DrCurry, Jul 27 2005
  

       //A disco ball in the backyard - gets my vote// My neighbour has one (don't ask) - drives me mad when it shines into my kitchen.
AbsintheWithoutLeave, Jul 27 2005
  

       I actually need to put up a disco-ball in my back garden, so any tips would be most welcome - at the moment, we're considering duct-taping a fishing rod to the roof, providing the extension from which to suspend the ball, while relocating the spool to a more accessible position, thus allowing fine adjustments top be made to the ball's altitude.
zen_tom, Jul 27 2005
  

       About the "existing" technology: I agree that this will disperse light, but it isn't intelligent about where it puts the light.
covingtong, Jul 27 2005
  

       Hard to tell, really, until they tell us what they're on about.
DrCurry, Jul 27 2005
  

       a large seal statue with a disco ball slowly revolving on its nose.   

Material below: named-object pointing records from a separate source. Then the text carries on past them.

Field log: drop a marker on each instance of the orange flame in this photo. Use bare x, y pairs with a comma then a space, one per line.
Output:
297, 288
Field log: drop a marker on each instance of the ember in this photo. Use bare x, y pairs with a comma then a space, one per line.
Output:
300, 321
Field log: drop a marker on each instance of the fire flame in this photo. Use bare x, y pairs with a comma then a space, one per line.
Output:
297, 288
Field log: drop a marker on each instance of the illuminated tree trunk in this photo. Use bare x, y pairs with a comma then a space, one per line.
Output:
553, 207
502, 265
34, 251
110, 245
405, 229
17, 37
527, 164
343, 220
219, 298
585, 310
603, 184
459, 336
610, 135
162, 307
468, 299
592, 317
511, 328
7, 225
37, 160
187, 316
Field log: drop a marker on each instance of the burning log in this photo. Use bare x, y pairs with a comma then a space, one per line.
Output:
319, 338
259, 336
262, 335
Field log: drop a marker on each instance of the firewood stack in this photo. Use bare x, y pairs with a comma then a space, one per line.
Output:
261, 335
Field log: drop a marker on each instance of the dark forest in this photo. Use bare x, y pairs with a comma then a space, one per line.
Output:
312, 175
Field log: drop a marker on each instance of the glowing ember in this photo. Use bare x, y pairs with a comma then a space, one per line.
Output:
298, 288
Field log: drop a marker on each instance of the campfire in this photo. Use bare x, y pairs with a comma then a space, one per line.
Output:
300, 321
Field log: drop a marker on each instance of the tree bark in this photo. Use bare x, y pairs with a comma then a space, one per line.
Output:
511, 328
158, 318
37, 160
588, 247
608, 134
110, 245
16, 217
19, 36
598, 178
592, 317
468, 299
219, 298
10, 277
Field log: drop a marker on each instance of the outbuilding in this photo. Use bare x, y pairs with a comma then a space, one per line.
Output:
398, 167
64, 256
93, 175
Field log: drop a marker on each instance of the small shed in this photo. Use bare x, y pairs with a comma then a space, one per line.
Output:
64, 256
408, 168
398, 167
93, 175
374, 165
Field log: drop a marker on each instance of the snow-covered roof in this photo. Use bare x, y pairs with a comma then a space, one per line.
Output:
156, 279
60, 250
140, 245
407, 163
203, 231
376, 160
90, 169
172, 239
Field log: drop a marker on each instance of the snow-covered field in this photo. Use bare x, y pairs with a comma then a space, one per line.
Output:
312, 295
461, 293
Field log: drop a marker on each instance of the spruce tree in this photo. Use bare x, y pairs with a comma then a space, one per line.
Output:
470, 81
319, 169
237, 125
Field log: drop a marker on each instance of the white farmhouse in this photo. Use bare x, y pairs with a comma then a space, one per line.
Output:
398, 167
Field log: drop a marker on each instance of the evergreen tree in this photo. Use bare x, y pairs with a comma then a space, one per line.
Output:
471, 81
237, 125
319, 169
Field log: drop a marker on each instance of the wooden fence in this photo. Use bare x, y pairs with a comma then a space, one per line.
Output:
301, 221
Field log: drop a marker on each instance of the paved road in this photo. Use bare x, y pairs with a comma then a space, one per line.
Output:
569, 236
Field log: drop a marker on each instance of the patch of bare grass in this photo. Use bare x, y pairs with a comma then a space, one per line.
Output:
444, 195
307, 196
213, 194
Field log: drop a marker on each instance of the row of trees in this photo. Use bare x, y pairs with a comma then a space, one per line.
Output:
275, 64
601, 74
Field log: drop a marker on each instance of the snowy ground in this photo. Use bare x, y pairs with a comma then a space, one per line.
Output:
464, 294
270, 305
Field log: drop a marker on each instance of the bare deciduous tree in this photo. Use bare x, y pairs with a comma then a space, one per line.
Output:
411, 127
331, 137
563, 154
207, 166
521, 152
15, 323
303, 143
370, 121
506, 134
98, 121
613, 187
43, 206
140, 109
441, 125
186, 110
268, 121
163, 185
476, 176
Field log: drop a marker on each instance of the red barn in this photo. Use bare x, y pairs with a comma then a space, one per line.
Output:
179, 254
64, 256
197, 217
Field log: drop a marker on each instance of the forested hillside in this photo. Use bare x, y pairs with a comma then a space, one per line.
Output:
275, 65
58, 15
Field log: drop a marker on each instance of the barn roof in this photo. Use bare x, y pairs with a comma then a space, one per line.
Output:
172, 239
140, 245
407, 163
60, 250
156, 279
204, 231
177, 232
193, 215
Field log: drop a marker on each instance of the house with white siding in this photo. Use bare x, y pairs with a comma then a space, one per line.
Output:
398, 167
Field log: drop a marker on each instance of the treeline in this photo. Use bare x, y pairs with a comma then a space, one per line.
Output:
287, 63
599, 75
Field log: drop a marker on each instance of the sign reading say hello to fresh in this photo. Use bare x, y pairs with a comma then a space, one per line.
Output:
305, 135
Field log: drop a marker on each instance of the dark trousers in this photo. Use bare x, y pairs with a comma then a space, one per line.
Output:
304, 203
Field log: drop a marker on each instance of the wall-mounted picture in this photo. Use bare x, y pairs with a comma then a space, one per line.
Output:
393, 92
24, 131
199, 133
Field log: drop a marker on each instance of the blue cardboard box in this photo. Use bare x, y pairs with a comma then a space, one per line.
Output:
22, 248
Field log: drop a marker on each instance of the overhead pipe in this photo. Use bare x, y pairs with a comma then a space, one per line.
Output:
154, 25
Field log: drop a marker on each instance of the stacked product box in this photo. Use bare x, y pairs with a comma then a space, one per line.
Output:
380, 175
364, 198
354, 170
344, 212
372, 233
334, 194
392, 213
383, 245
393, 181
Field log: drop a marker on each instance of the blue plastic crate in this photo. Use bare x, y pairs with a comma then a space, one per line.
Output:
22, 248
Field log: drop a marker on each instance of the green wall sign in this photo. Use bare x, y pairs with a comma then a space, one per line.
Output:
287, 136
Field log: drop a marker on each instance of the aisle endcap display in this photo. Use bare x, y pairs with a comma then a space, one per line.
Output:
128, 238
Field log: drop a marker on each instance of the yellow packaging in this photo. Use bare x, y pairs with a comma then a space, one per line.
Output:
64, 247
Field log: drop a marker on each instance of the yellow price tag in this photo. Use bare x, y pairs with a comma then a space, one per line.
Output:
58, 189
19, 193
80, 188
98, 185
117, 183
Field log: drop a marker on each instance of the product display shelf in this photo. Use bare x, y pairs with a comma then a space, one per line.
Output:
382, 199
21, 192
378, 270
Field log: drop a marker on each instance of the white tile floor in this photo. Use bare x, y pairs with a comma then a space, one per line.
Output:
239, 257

       couldn't you just manually move the mirrors about from inside the kitchen or is that too boring? train the budgie to do it with a very very large bird vanity mirror.
po, Jul 27 2005
  

       LDR?
half, Jul 27 2005
  

       London Docklands Railway
po, Jul 27 2005
  

       Grow mushrooms.
Basepair, Jul 28 2005
  

       light detecting resistor, it changes it's resitance depending on how much light falls on it, in contrast to a photodiode which changes how much current it leaks depending on how much light falls on it, but not depending on the voltage applied (within reason of course, no avalanche effect allowed, otherwise you will have an ex-photodiode), or a phototransistor which AFAIK is basically a photodiode hooked between the base and collector of a regular transistor, amplifying the current so the whole shebang is more sensitive.   

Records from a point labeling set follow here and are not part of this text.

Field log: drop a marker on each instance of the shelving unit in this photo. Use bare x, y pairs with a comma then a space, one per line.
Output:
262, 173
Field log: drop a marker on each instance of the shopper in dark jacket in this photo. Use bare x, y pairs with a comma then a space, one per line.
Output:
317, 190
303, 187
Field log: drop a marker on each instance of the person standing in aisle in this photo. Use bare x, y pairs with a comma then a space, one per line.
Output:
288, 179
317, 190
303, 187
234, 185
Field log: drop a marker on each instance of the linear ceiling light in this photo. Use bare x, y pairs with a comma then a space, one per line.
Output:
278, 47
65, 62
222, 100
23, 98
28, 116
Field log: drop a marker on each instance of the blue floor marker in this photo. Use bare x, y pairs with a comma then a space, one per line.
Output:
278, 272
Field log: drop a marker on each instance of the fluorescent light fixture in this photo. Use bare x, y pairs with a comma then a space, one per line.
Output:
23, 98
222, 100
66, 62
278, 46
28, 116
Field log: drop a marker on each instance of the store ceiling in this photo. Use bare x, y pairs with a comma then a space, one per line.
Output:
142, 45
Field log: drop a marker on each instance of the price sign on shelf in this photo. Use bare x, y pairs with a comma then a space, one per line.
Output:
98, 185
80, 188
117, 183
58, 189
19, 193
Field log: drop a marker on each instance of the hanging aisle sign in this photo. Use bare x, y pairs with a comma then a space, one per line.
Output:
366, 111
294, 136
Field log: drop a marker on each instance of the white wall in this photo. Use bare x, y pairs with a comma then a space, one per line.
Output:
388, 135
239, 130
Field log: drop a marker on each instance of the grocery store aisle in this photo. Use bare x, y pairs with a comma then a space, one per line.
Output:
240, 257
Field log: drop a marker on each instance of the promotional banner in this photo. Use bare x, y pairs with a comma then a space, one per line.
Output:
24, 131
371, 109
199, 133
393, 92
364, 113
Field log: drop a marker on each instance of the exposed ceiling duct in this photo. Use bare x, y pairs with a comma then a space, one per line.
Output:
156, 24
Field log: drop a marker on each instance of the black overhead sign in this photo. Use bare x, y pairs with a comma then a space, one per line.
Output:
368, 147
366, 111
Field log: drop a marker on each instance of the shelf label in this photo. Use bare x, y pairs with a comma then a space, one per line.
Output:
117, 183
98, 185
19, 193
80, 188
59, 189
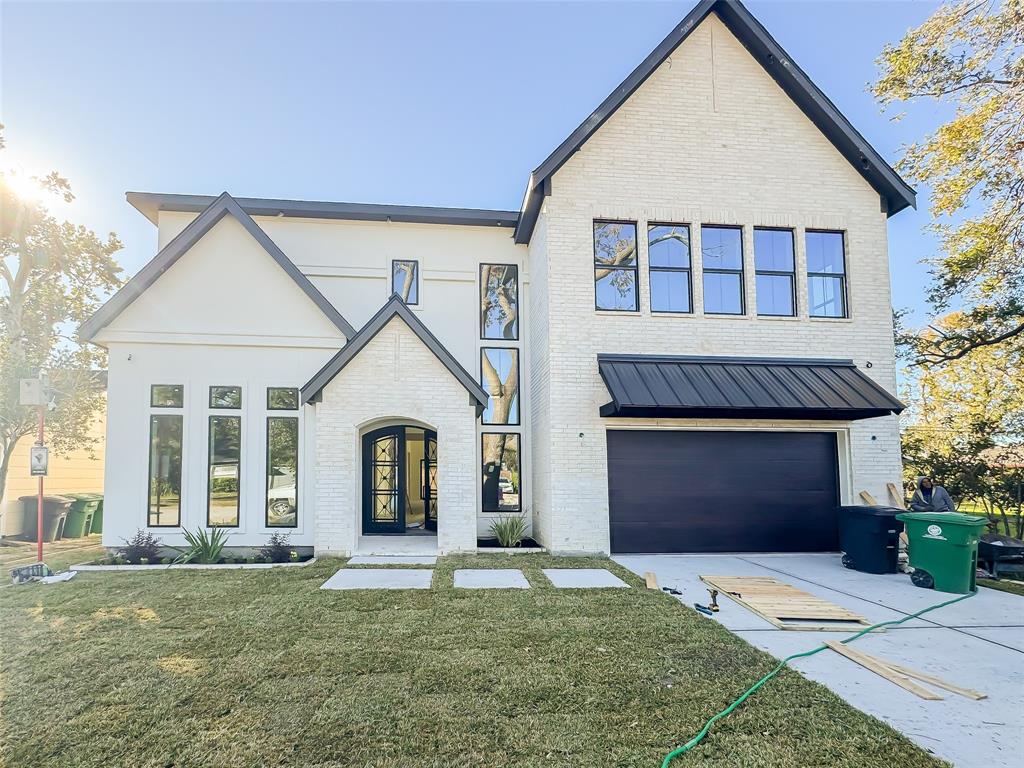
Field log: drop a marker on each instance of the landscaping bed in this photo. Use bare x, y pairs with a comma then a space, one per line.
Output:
193, 668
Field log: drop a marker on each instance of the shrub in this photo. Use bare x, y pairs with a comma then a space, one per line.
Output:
278, 548
509, 530
141, 546
204, 546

       BTW I agree with the controller approach, a little uC isn't really an added expense anymore, especially since you can use off the shelf parts like RC servos or stepper motors, integrate extra features that require time keeping etc. So far I have only ever used AVRs though, since PIC programmers and UV lights to erase the chips and whatnot scared me off.
brewer, Jul 29 2005
  

       LDR - light-dependent resistor. PICs don't need UV - they are available with FLASH program memory, and a programmer is little more than couple of pins on a parallel port. Servos are still expensive relative to straightforward DC motors.